Since my research topic concerns foreign and domestic perceptions of Japan in an international stage based on current Japanese pop culture, I think that both the Meiji students and our perceptions were very interesting to hear about, especially after spending three days together. One of the most interesting findings was learning that Japanese students didn’t have experience in participating in discussion-based presentations and even in this ideally safe space, most students were reluctant to join in the conversation unless an individual was prompted by another speaker. This was very interesting to me because I come from a different kind of mindset derived from the culture I grew up in. In my mind if I were in their positions I would see this discussion and presentation style as an opportunity to try out a different learning style. However when I try to look at it from a cultural perspective different from my own, I see how even speaking up in this situation is akin to talking to the teacher after class, or raising attention to yourself, which could make you stick out within the group setting in Japan.
This kind of Japanese student mindset got me thinking about Japanese schools and how different they are from American ones. A couple of days ago, during the Lake Yamanaka retreat, I was talking with a second year Meiji student named Noriko. She really helped me a lot in understanding what kind of information is taught at a Japanese school. I asked her about her opinions on current Japanese Prime Minister Abe’s controversial interpretation on Article 9 of the Japanese Constitution and her views were very moderate and thoughtful. I was happy to hear that she learned of this issue in her public high school. I think it’s really great that they discuss current issues and allow the students to come up with their own opinions. This also tells me that like most other things, current conflicts are introduced within schools and ideas the government wants are affirmed through popular culture.
Going back to the day’s final wrap-up discussion, I think it was interesting how out of all of the aspects of Japanese foreigners the USC students brought up through presentation, the only one that the Meiji students really responded to was about education. This made sense because as students, they are very familiar with the Japanese education system, however it was strange to me to see how unresponsive they were to aspects of Japanese popular culture. I believed that since the students were also consumers of popular culture they would be comfortable discussing that as well but they weren’t.

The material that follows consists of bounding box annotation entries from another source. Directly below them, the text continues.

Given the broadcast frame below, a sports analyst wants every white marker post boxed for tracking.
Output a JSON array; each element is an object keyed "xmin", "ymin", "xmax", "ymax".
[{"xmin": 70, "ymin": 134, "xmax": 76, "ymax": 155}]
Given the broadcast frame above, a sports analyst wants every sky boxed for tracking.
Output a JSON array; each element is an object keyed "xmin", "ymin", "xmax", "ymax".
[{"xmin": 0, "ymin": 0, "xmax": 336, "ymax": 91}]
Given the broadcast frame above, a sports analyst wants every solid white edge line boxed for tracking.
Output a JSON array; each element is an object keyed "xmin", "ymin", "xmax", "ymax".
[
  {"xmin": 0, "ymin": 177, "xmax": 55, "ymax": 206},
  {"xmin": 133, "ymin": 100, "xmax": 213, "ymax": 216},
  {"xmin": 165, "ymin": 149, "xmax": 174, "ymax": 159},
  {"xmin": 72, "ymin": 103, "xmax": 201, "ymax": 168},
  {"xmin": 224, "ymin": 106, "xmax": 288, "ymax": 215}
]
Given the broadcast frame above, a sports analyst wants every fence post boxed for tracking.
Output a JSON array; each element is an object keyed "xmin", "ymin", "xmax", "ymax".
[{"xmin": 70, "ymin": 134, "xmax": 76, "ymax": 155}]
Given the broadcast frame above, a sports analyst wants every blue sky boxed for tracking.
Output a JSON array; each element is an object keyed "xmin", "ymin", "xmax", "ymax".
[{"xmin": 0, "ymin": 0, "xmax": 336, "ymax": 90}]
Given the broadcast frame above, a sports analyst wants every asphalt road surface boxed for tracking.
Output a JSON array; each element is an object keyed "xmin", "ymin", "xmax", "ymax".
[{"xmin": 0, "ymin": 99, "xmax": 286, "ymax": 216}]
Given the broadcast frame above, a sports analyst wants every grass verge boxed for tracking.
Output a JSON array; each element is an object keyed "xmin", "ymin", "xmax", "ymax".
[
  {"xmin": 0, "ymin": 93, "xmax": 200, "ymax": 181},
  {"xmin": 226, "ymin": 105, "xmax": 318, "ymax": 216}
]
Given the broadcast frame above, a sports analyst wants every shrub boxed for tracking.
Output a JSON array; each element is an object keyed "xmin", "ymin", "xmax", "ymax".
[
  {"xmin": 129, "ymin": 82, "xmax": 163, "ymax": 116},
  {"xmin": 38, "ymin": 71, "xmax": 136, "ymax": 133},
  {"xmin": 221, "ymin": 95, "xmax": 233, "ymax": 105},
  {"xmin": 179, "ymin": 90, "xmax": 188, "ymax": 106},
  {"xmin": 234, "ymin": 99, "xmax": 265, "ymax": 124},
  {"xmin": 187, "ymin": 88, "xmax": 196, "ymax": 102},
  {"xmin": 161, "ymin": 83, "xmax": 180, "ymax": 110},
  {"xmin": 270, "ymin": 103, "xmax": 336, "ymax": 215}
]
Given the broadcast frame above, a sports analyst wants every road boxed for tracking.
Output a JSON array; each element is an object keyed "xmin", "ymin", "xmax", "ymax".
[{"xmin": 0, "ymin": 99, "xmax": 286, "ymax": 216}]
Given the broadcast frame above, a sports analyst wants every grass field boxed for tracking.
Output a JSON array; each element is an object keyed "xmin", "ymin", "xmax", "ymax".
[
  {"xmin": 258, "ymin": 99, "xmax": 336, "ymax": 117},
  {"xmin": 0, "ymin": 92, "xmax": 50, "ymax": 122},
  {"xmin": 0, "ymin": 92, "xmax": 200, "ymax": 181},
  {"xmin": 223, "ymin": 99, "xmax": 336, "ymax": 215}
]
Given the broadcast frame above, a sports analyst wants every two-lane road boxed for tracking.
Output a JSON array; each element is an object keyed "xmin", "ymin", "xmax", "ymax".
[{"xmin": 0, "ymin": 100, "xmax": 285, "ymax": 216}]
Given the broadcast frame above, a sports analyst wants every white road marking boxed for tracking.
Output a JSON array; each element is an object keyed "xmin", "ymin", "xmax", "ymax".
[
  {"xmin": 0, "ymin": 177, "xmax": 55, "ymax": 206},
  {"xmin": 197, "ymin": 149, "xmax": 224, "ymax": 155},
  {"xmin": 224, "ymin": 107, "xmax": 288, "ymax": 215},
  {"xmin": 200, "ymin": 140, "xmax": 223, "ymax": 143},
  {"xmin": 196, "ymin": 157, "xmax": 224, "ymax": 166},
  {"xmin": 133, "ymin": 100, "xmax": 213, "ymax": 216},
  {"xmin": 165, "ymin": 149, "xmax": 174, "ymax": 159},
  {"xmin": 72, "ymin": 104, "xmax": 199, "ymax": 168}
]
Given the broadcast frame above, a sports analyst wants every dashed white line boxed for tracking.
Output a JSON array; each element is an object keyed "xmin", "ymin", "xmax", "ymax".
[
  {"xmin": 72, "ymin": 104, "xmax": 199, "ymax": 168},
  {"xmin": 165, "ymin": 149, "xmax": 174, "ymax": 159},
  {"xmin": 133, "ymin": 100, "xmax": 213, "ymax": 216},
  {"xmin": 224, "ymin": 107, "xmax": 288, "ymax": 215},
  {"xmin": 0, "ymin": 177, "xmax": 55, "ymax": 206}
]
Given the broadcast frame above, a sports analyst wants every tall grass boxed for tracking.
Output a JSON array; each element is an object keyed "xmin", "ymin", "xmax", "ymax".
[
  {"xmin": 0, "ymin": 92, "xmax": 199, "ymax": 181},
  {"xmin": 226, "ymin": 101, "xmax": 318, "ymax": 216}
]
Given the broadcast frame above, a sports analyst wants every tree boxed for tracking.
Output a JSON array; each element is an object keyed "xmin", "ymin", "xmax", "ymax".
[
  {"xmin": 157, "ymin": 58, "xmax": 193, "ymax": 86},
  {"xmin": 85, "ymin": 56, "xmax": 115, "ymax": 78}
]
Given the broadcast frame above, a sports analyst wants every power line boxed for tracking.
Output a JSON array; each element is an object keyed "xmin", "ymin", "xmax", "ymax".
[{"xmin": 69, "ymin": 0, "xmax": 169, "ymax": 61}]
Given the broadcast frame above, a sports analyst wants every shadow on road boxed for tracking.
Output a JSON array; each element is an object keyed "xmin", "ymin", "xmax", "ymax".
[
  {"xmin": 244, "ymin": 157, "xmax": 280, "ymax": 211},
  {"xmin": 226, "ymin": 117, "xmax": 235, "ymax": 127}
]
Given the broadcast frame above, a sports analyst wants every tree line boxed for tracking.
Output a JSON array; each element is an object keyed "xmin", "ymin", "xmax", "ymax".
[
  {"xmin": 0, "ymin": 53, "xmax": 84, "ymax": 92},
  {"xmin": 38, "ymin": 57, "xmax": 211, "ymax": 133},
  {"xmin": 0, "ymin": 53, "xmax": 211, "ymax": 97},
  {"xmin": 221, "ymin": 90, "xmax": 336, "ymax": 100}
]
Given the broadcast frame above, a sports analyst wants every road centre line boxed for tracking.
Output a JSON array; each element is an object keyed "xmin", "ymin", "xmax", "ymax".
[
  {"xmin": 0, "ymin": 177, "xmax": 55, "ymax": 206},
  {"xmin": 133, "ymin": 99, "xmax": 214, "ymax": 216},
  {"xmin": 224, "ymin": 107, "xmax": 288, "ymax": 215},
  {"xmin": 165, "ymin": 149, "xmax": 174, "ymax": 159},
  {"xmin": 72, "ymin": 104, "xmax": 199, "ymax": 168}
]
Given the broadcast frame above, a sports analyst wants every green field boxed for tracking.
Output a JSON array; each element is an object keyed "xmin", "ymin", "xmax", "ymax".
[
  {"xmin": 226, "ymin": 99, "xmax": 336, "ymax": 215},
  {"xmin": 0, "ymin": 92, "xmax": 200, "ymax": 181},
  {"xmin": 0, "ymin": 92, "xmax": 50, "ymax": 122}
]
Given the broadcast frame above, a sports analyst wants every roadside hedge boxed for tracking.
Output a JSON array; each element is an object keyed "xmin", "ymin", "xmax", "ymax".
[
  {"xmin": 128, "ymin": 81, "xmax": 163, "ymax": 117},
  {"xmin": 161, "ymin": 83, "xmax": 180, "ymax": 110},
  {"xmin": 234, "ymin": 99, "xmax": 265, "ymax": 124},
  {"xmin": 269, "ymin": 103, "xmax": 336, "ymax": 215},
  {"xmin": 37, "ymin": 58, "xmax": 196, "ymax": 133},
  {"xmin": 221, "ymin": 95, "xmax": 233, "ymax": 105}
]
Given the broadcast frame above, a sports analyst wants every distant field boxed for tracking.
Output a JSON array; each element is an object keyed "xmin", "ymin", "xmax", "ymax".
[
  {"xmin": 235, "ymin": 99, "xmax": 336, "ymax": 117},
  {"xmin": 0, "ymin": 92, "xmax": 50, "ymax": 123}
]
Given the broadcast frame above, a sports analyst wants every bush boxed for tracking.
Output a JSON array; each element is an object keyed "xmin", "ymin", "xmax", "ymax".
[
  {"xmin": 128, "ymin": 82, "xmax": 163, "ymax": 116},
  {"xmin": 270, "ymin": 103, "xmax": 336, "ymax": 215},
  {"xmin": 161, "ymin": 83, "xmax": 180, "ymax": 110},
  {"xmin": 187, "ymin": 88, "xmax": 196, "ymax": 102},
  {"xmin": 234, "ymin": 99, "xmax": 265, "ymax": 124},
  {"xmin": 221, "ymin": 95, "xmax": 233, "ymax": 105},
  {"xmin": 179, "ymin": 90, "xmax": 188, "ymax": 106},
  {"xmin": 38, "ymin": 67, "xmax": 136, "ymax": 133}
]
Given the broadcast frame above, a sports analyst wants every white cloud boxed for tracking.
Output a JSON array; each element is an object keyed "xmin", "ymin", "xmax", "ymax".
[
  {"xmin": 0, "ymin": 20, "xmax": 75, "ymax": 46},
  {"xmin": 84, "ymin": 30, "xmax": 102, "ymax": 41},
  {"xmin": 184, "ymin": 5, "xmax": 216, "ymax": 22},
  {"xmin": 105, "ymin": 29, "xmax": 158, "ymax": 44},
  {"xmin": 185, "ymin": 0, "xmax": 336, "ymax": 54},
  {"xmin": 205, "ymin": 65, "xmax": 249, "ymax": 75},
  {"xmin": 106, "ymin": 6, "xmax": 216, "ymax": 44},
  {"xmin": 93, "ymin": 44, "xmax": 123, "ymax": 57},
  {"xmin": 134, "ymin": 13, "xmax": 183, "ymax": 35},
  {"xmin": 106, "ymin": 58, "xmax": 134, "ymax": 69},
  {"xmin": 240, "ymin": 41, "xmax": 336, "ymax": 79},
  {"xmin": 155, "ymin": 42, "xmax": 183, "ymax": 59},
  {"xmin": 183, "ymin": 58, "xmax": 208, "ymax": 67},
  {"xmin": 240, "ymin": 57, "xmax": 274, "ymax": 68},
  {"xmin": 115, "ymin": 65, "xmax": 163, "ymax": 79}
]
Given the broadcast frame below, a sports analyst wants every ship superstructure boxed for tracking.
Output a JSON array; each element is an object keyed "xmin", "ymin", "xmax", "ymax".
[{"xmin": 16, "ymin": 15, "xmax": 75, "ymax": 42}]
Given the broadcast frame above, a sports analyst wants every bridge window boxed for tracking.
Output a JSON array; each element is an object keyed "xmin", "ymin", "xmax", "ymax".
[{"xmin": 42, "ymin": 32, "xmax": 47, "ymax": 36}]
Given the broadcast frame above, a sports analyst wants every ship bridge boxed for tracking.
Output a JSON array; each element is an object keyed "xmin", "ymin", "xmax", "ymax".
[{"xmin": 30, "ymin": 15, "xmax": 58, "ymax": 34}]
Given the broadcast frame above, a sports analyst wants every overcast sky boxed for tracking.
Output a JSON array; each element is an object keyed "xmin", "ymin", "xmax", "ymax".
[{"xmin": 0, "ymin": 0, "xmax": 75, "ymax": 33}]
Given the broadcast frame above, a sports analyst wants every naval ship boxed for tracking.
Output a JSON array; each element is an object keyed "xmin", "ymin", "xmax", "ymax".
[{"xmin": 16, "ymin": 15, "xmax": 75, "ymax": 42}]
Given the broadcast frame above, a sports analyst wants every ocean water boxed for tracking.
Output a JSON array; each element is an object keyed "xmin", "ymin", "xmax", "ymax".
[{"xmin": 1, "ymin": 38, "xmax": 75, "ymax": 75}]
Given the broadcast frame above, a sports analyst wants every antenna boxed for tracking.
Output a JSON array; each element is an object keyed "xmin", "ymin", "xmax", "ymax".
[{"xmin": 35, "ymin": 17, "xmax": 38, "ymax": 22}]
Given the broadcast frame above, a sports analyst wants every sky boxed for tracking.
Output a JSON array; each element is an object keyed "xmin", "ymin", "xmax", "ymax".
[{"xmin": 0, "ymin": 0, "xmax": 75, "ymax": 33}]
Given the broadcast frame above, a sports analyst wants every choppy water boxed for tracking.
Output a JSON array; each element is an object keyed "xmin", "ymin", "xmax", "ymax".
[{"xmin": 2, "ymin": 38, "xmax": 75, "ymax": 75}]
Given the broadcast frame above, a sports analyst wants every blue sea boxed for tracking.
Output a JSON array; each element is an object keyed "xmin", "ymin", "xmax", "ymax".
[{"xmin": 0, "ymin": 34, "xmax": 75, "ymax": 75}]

This has taught me that even though popular culture is around them and they are familiar with it, the kind of culture each individual likes is different from that of another, unlike the education system, in which every student goes through with generally the same experience.
Overall I thought the discussion was worthwhile however I felt like there should have been a more conclusive ending. While we had a list on the board of generalizations made of both cultures, there was no greater meaning behind those differences. I thought that instead of leaving everyone feeling separated and differentiated by culture, we could instead conclude that even though there are definite general differences, those differences have cultural counterparts, like what Pico Iyer said in his book, The Lady and the Monk.